Despite surgical resection with negative margins or radiation
ablation of their primary tumors, about nine out of ten cancer patients die from metastatic disease. If metastases are present
at the time of diagnosis, even aggressive attempts at local control are unlikely to improve survival, and systemic therapy
may be the only remaining option. The longer survival times that have been achieved over the past decades are due to better
understanding of disease processes, screening programs that detect premetastatic disease, new drugs and improved chemotherapeutic
agents, and the further integration of radiation therapy into overall treatment strategies. New surgical techniques may decrease
operative mortality and morbidity, but are unlikely to increase disease-specific survival.
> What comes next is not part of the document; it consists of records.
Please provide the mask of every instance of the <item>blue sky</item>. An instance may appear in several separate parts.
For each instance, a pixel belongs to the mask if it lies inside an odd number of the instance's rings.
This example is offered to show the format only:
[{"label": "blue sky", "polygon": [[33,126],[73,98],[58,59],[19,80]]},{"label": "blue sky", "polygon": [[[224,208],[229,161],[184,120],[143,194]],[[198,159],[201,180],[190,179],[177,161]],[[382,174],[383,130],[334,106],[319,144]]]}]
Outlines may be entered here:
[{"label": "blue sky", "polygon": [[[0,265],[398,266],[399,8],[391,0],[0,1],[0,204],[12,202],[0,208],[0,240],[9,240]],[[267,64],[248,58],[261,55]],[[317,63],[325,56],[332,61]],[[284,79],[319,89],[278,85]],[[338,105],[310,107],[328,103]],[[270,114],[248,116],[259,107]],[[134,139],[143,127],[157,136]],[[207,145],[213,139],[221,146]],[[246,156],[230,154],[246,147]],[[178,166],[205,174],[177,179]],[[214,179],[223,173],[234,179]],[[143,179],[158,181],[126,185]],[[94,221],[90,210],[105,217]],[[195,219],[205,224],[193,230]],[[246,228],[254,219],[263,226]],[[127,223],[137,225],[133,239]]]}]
Likewise, more precisely defined
dose distributions may lower the doses to OARs and thereby permit more aggressive tumor doses. However, dose escalation has
seemingly reached its limits and more imaginative combinations of radiation and less toxic drugs may be the key to radiation
therapy’s future.
Radiation oncologists and their staffs hold highly respected places in our
society and, as such, have a responsibility to ensure that the limited resources available for health care yield the maximum
benefits. Proton-beam therapy facilities are the most expensive medical devices ever employed for the routine delivery of
health care. In view of these multimillion dollar levels of expenditure and the publicity that accompanies each new facility,
it is not unreasonable for the cancer patient who is prescribed PBT to anticipate an exceptionally favorable outcome. However,
patients given PBT fair no better than those given IMRT or SBRT; by suggesting benefits unlikely to be experienced, the faith
of these patients in radiation oncology, as well as that of referring physicians and the entire medical community, will be
eroded. The continued promotion of a complex treatment modality whose clinical outcomes are no better than those achieved
by less-expensive modalities is neither medically, morally, nor economically justifiable.